Why does this if condition fail for comparison of negative and positive integers [duplicate]

The problem is in your comparison:

    if ((-1) < SIZE)

sizeof typically returns an unsigned long, so SIZE will be unsigned long, whereas -1 is just an int. The rules for promotion in C and related languages mean that -1 will be converted to size_t before the comparison, so -1 will become a very large positive value (the maximum value of an unsigned long).

One way to fix this is to change the comparison to:

    if (-1 < (long long)SIZE)

although it's actually a pointless comparison, since an unsigned value will always be >= 0 by definition, and the compiler may well warn you about this.

As subsequently noted by @Nobilis, you should always enable compiler warnings and take notice of them: if you had compiled with e.g. gcc -Wall ... the compiler would have warned you of your bug.


TL;DR

Be careful with mixed signed/unsigned operations (use -Wall compiler warnings). The Standard has a long section about it. In particular, it is often but not always true that signed is value-converted to unsigned (although it does in your particular example). See this explanation below (taken from this Q&A)

Relevant quote from the C++ Standard:

5 Expressions [expr]

10 Many binary operators that expect operands of arithmetic or enumeration type cause conversions and yield result types in a similar way. The purpose is to yield a common type, which is also the type of the result. This pattern is called the usual arithmetic conversions, which are defined as follows:

[2 clauses about equal types or types of equal sign omitted]

— Otherwise, if the operand that has unsigned integer type has rank greater than or equal to the rank of the type of the other operand, the operand with signed integer type shall be converted to the type of the operand with unsigned integer type.

— Otherwise, if the type of the operand with signed integer type can represent all of the values of the type of the operand with unsigned integer type, the operand with unsigned integer type shall be converted to the type of the operand with signed integer type.

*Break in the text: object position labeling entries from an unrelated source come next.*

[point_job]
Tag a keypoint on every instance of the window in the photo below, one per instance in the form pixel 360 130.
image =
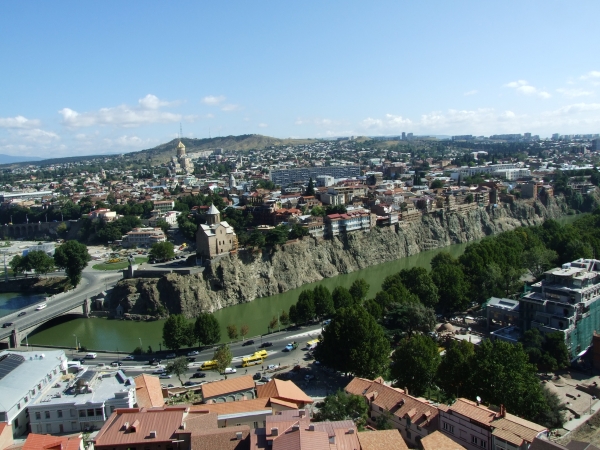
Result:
pixel 449 428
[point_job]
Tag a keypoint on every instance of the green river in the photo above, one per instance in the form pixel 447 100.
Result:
pixel 124 336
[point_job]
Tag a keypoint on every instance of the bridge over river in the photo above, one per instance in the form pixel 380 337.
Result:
pixel 75 302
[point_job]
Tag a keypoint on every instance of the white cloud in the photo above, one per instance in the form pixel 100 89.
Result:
pixel 572 93
pixel 230 107
pixel 148 112
pixel 18 122
pixel 525 88
pixel 213 100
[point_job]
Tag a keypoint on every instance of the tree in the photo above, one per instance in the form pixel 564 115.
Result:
pixel 323 301
pixel 176 330
pixel 207 329
pixel 284 318
pixel 39 261
pixel 232 331
pixel 162 251
pixel 274 322
pixel 409 318
pixel 342 298
pixel 73 258
pixel 415 363
pixel 310 190
pixel 342 406
pixel 178 367
pixel 244 331
pixel 163 225
pixel 359 290
pixel 16 264
pixel 223 357
pixel 453 371
pixel 305 307
pixel 354 343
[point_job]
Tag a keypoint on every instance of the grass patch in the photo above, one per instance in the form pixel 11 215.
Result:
pixel 118 266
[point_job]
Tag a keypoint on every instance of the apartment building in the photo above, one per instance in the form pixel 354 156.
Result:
pixel 567 300
pixel 83 403
pixel 143 237
pixel 26 377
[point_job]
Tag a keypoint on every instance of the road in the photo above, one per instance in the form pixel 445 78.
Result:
pixel 276 356
pixel 92 282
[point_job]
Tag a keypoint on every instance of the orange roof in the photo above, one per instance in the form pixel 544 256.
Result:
pixel 472 411
pixel 148 391
pixel 286 390
pixel 165 422
pixel 439 441
pixel 233 407
pixel 382 440
pixel 235 384
pixel 46 441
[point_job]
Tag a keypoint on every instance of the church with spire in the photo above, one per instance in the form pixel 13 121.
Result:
pixel 216 237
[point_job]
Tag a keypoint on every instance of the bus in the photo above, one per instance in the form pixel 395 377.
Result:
pixel 312 344
pixel 252 360
pixel 208 365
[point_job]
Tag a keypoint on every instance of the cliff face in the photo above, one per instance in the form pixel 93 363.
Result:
pixel 246 276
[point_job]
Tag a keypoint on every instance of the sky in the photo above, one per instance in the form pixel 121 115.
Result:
pixel 116 76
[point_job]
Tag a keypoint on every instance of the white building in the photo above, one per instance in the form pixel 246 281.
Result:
pixel 25 377
pixel 83 403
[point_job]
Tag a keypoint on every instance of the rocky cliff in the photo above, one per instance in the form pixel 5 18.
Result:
pixel 246 276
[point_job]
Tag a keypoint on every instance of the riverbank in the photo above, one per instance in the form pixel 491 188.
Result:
pixel 246 276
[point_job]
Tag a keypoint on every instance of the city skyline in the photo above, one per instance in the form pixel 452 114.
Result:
pixel 112 77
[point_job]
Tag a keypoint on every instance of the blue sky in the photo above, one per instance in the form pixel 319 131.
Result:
pixel 116 76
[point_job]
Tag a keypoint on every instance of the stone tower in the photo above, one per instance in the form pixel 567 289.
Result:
pixel 213 216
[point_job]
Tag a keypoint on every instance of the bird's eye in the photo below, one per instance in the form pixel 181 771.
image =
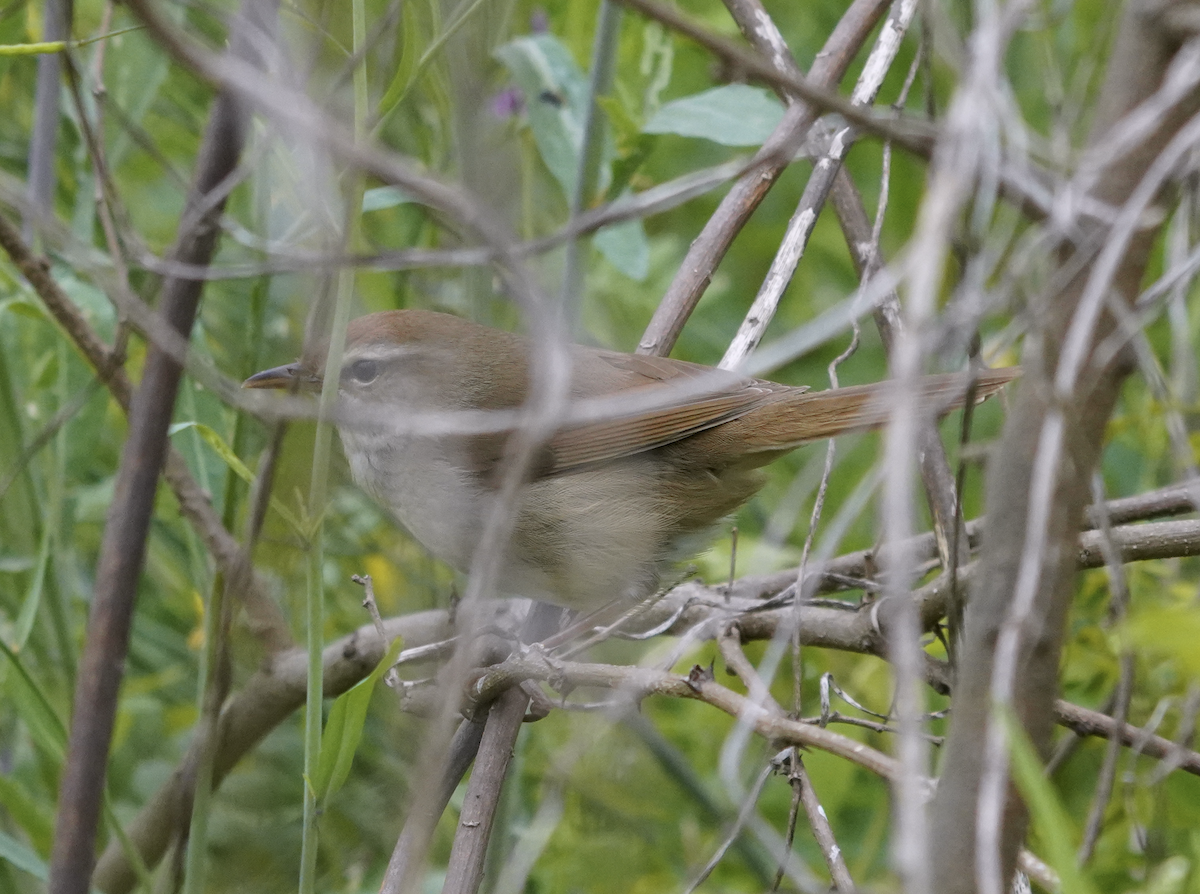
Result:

— Otherwise, both operands shall be converted to the unsigned integer type corresponding to the type of the operand with signed integer type.

Your actual example

To see into which of the 3 cases your program falls, modify it slightly to this

#include <stdio.h>

int arr[] = {1,2,3,4,5,6,7,8};
#define SIZE (sizeof(arr)/sizeof(int))

int main()
{
        printf("SIZE = %zu, sizeof(-1) = %zu,  sizeof(SIZE) = %zu \n", SIZE, sizeof(-1), sizeof(SIZE));
        if ((-1) < SIZE)
                printf("less");
        else
                printf("more");
}

On the Coliru online compiler, this prints 4 and 8 for the sizeof() of -1 and SIZE, respectively, and selects the "more" branch (live example).

The reason is that the unsigned type is of greater rank than the signed type. Hence, clause 1 applies and the signed type is value-converted to the unsigned type (on most implementation, typically by preserving the bit-representation, so wrapping around to a very large unsigned number), and the comparison then proceeds to select the "more" branch.

Variations on a theme

Rewriting the condition to if ((long long)(-1) < (unsigned)SIZE) would take the "less" branch (live example).

The reason is that the signed type is of greater rank than the unsigned type and can also accomodate all the unsigned values. Hence, clause 2 applies and the unsigned type is converted to the signed type, and the comparison then proceeds to select the "less" branch.

Of course, you would never write such a contrived if() statement with explicit casts, but the same effect could happen if you compare variables with types long long and unsigned. So it illustrates the point that mixed signed/unsigned arithmetic is very subtle and depends on the relative sizes ("ranking" in the words of the Standard). In particular, there is no fixed rules saying that signed will always be converted to unsigned.


When you do comparison between signed and unsigned where unsigned has at least an equal rank to that of the signed type (see TemplateRex's answer for the exact rules), the signed is converted to the type of the unsigned.

With regards to your case, on a 32bit machine the binary representation of -1 as unsigned is 4294967295. So in effect you are comparing if 4294967295 is smaller than 8 (it isn't).

If you had enabled warnings, you would have been warned by the compiler that something fishy is going on:

warning: comparison between signed and unsigned integer expressions [-Wsign-compare]

Since the discussion has shifted a bit on how appropriate the use of unsigned is, let me put a quote by James Gosling with regards to the lack of unsigned types in Java (and I will shamelessly link to another post of mine on the subject):

Gosling: For me as a language designer, which I don't really count myself as these days, what "simple" really ended up meaning was could I expect J. Random Developer to hold the spec in his head. That definition says that, for instance, Java isn't -- and in fact a lot of these languages end up with a lot of corner cases, things that nobody really understands. Quiz any C developer about unsigned, and pretty soon you discover that almost no C developers actually understand what goes on with unsigned, what unsigned arithmetic is. Things like that made C complex. The language part of Java is, I think, pretty simple. The libraries you have to look up.